I recall that morning’s headline with the same clarity that I recall any of the major wars, assassinations, bombings, massacres, holocausts, and multiple murders that were spread across the front pages as the century plunged onward… Prague awaits hitler ultimatum ... In Quigley’s Store I sat on a stack of papers announcing this news, and wondered when Mr. Quigley would order us to begin stuffing our bags with the swollen Sunday editions. They were heavy with back-to-school advertisements, including a special forty-page insert that celebrated the silver anniversary of Weissberger’s department store. The section’s cover, I noticed, bore a reproduction of that memorial plaque with the face of the merchant and his, to me, perennially fascinating nose. There had been some sort of botch with the papers that morning; a few bundles had arrived, but there was a shortage and as usual the blame was Ralph’s . It was his duty to meet, at four o’clock or so, the delivery truck that came up from town, and to make sure that the proper number of bundles was unloaded; that morning Ralph had gone haywire and overlooked at least a hundred papers. Mr. Quigley was in a rage, and as I squatted there with the other boys, watching our employer emerge, Quasimodo-like, from the back room, I was thankful that his rage in its extremest form had taken place out of earshot—offstage, so to speak—since I had heard Mr. Quigley berate Ralph before for his clumsiness or his many inabilities, and it had always been a sorry performance, one that had made me want to crawl out of sight. Now Ralph emerged from the storage room, trundling after Mr. Quigley, whispering and wringing his hands, near tears; his caramel-colored moon face wore the look of transfigured animal misery that appears on the faces of severely limited people when they are the targets of fury. “Oh, boss,” he pleaded in his infantile voice, “please don’ fire me, please don’ do dat. Momma she jes die if you fire ol’ Ralph!”

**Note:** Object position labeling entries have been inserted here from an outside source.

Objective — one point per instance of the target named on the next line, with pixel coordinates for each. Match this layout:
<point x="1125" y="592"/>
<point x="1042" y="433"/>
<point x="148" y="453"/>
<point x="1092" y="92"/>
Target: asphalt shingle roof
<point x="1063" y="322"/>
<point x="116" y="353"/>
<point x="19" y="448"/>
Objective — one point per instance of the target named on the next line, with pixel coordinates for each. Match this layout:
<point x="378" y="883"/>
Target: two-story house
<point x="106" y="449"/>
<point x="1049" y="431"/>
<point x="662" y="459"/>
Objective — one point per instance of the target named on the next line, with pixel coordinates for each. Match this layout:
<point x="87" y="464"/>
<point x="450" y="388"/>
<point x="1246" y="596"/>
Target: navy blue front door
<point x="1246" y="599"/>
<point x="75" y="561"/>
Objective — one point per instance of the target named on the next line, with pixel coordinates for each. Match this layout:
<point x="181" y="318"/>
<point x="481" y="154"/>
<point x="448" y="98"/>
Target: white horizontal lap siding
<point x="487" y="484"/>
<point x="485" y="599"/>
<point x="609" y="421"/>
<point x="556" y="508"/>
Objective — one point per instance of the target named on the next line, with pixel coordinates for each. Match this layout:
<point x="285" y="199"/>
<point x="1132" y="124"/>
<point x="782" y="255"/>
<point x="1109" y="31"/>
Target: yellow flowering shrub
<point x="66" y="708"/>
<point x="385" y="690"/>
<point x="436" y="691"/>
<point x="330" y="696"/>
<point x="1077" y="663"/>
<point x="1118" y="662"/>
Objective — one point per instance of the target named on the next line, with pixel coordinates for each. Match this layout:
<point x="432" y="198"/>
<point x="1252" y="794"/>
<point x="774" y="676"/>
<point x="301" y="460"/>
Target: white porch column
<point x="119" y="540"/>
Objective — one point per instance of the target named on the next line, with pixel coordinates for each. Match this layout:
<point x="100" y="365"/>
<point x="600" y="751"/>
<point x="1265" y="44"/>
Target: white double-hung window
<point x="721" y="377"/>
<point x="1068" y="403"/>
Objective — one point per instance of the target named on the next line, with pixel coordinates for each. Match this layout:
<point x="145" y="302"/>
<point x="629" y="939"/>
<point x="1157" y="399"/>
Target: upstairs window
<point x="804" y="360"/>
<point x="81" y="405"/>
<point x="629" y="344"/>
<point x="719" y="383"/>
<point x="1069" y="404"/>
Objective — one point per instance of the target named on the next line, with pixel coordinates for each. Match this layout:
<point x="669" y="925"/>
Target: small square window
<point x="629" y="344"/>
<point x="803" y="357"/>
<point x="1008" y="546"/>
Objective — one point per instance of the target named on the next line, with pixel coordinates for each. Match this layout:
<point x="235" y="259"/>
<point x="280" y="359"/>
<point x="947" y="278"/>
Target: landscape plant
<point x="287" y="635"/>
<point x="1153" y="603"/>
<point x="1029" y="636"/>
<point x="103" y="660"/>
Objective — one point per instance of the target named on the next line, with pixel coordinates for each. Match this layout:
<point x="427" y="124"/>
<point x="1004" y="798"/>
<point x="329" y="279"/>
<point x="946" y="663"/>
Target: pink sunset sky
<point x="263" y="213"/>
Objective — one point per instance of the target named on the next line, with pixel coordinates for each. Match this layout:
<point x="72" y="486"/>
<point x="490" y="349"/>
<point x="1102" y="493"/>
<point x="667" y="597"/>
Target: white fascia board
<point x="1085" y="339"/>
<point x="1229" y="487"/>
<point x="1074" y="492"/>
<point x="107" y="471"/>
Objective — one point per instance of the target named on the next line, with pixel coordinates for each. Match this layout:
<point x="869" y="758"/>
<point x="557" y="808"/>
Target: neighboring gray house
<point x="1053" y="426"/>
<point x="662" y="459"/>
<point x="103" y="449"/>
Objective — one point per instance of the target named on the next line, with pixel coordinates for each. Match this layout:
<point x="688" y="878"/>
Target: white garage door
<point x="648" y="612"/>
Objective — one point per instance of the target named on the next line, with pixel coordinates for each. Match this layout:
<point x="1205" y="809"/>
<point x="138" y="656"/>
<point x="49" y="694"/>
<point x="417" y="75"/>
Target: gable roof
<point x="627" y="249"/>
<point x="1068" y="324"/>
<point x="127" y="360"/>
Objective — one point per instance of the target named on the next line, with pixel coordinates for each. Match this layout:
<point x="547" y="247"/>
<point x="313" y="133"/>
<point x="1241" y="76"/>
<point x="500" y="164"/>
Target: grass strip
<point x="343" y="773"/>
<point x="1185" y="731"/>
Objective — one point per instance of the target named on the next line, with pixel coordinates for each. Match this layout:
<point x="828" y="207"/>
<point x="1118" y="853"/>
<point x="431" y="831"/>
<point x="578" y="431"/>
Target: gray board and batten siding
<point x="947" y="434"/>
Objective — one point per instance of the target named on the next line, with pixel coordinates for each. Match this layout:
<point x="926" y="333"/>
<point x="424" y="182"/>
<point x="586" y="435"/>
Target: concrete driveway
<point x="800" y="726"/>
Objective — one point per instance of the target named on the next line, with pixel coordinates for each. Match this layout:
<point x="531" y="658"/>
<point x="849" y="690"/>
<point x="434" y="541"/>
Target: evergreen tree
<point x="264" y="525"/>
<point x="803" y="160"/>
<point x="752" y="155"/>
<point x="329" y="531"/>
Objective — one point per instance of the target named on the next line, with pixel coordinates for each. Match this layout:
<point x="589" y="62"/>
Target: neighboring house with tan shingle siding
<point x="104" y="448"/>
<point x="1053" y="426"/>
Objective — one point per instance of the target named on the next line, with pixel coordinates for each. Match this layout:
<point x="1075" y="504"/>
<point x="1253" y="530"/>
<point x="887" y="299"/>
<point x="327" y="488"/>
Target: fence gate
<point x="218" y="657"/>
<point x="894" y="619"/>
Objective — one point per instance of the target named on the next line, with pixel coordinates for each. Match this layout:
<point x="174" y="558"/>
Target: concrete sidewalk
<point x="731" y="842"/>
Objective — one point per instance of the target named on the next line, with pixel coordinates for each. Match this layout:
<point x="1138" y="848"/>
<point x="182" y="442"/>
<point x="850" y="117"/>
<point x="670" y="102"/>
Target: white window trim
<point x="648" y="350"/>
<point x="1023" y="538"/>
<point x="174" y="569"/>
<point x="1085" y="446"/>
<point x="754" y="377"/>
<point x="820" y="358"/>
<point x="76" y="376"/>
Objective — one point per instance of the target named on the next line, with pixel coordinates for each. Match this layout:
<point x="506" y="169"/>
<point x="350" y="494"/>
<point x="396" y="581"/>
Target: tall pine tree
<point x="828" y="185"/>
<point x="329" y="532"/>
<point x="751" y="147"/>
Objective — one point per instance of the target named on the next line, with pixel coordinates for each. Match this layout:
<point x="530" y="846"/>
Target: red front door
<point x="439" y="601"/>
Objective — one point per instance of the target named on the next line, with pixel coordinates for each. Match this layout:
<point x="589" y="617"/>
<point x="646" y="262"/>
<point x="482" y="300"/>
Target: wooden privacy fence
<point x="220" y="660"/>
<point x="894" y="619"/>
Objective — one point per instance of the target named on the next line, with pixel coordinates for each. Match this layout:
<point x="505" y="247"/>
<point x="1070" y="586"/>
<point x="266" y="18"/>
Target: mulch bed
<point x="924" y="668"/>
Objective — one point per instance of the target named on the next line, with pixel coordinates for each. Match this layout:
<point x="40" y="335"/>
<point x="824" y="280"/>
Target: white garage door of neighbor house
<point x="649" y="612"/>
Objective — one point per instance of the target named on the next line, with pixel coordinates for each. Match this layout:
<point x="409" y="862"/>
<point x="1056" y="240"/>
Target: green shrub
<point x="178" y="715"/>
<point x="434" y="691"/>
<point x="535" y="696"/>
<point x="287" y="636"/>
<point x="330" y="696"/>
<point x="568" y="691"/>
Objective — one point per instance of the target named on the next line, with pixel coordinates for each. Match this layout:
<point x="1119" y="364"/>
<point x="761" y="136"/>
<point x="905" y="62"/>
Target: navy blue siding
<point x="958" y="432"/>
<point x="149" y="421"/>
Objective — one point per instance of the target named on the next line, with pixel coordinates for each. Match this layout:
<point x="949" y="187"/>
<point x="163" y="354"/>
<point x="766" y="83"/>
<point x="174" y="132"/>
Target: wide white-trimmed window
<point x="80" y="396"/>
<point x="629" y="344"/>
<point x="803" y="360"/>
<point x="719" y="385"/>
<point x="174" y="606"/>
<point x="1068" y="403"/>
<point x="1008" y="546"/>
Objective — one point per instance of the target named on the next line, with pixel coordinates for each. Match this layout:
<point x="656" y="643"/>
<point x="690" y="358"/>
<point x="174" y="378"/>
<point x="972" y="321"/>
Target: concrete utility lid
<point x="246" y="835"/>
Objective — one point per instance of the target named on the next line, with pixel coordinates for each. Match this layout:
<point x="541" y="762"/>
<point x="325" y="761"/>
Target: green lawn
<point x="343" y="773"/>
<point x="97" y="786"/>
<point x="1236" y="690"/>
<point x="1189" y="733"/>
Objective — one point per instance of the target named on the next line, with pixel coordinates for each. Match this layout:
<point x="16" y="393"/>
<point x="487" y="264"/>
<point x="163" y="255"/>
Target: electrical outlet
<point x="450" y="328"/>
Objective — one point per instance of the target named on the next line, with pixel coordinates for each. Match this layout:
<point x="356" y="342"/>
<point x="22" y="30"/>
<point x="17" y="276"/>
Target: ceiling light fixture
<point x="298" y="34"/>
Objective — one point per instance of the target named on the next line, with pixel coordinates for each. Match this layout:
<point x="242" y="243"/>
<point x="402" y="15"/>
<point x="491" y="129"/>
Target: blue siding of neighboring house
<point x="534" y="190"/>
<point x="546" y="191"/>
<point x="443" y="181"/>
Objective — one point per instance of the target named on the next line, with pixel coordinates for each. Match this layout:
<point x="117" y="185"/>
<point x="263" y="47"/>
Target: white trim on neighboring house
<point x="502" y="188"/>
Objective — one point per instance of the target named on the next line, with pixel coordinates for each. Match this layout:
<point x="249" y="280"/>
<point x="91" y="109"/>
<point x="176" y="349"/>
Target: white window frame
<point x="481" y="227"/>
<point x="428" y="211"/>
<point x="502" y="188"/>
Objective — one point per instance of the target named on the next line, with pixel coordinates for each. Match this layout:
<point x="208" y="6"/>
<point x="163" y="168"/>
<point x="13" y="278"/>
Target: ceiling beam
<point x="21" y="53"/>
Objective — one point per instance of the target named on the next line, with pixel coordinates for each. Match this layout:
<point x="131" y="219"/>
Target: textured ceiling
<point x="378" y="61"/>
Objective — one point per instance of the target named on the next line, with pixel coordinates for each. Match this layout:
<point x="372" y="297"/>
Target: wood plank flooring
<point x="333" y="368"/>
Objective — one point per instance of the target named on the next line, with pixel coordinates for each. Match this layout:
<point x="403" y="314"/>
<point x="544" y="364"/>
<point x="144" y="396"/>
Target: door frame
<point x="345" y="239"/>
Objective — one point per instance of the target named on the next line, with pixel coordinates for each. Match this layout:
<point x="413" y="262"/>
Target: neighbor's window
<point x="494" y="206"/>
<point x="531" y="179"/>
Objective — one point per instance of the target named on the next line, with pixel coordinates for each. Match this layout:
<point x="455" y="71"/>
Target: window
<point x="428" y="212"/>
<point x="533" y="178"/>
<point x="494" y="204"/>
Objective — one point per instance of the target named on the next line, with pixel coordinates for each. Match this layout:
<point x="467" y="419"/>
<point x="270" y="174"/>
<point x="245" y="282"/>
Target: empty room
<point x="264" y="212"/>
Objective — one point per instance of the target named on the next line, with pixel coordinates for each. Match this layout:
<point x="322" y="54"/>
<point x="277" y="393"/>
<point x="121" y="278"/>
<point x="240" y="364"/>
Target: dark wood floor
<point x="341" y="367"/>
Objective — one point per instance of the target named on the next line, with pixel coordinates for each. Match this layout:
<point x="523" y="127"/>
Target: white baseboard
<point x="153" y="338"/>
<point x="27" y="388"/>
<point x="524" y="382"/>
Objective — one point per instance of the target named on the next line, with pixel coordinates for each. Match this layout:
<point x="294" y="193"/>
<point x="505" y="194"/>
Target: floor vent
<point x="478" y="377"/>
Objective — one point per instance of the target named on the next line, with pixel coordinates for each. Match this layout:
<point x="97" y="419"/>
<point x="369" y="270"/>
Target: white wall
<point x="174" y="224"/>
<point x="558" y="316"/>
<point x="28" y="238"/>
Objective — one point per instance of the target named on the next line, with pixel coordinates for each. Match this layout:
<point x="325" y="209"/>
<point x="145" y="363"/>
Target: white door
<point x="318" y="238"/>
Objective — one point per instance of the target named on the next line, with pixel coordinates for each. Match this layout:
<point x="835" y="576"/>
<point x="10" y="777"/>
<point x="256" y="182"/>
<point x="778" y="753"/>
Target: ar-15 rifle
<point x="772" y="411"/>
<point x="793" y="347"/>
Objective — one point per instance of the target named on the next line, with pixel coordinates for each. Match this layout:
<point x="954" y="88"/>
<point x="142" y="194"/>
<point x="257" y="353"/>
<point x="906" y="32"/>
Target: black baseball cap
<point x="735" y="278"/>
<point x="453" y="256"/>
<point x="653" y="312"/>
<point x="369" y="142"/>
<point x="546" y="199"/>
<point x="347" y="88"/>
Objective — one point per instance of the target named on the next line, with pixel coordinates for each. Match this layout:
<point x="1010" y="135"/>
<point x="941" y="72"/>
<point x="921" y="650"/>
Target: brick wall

“God made warthogs brighter than that burrhead,” Mr. Quigley said, to no one in particular. I knew that Mr. Quigley wouldn’t fire Ralph, whose services were too cheaply bought. Besides, he loved Ralph in his mindless way.

Mrs. Quigley appeared then, slapslapping in her slippers and robe from the master quarters upstairs, the cork-tipped Raleigh dangling from her lips while she already clutched a Coca-Cola. She was truly glamourless and without joy on a Sunday morning. Her slab of a face, white as veal and as yet unadorned by any of her thickly applied cosmetics, gave her the look of a Hungarian hussar officer I had seen in the movies—a cavalryman in hair curlers. “What’s the matter, Quigley?” she inquired. (I suddenly recall why I never knew anything but his patronymic: no one used his first name, not even his wife.) “There is sure some goddamned commotion going on down here.”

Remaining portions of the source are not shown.